Fabrication of conductive oxidase-entrapping nanocomposite of mesoporous ceria–carbon for efficient electrochemical biosensor†
Abstract
A conductive nanocomposite containing an immobilized oxidative enzyme in the pores of mesostructured ceria (CeO2)–carbon was developed as an efficient electrochemical biosensing platform. The construction of the nanocomposite began with the incorporation of CeO2 in a carbon matrix by the co-assembly of cerium nitrate, resol, and triblock copolymer via a facile evaporation-induced self-assembly method, which resulted in the formation of mesoporous ceria–carbon (denoted as Meso-CeO2/C). Glucose oxidase (GOx) was subsequently immobilized in the vacant pores of the Meso-CeO2/C by using glutaraldehyde crosslinking to prevent enzyme leaching from the matrix. H2O2 generated by the catalytic action of GOx in proportion to the amount of target glucose was rapidly converted into hydroxyl radicals by the catalytic activity of CeO2, which induced subsequent anodic oxidation of Ce3+ into Ce(OH)22+ or Ce(OH)4 with the anodic current.

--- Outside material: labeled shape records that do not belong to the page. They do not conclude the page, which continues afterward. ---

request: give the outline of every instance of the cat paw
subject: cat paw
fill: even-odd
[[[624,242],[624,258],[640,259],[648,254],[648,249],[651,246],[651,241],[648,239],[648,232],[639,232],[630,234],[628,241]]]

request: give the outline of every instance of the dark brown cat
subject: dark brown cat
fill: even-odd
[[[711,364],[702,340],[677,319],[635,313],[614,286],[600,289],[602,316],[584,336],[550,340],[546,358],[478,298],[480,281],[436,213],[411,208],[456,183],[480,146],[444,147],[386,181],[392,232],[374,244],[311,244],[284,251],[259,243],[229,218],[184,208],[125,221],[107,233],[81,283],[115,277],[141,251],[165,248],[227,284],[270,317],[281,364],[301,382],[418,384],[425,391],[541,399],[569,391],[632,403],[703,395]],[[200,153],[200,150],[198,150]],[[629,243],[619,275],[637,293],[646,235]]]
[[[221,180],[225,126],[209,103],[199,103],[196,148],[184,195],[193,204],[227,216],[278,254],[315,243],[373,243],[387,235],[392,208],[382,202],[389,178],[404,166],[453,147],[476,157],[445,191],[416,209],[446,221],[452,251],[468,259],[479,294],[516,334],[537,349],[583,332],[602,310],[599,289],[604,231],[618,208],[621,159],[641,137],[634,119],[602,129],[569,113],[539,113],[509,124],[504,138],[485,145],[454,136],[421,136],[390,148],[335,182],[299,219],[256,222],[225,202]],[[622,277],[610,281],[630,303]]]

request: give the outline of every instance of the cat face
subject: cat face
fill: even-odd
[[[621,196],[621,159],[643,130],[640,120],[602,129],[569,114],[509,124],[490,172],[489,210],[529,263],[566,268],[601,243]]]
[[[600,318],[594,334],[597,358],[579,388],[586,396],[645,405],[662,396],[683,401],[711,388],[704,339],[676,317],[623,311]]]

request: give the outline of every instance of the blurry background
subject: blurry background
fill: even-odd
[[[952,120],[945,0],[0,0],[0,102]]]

The constructed Meso-CeO2/C exhibited higher resolution in electrochemical detection of H2O2 than pure mesoporous carbon without ceria owing to the catalytic activity of ceria. The anodic current responses by the nanocomposite containing GOx in Meso-CeO2/C resulted in a linear increase in the concentration of target glucose (0.25–5 mM), which is suitable to measure the serum glucose, with excellent storage stability of over two months at room temperature. The biosensor also exhibited a high degree of precision and reproducibility when employing real human blood samples. Based on these results, we anticipate that this novel biosensing format can be readily extended to other oxidative enzymes for the detection of various clinically important target molecules.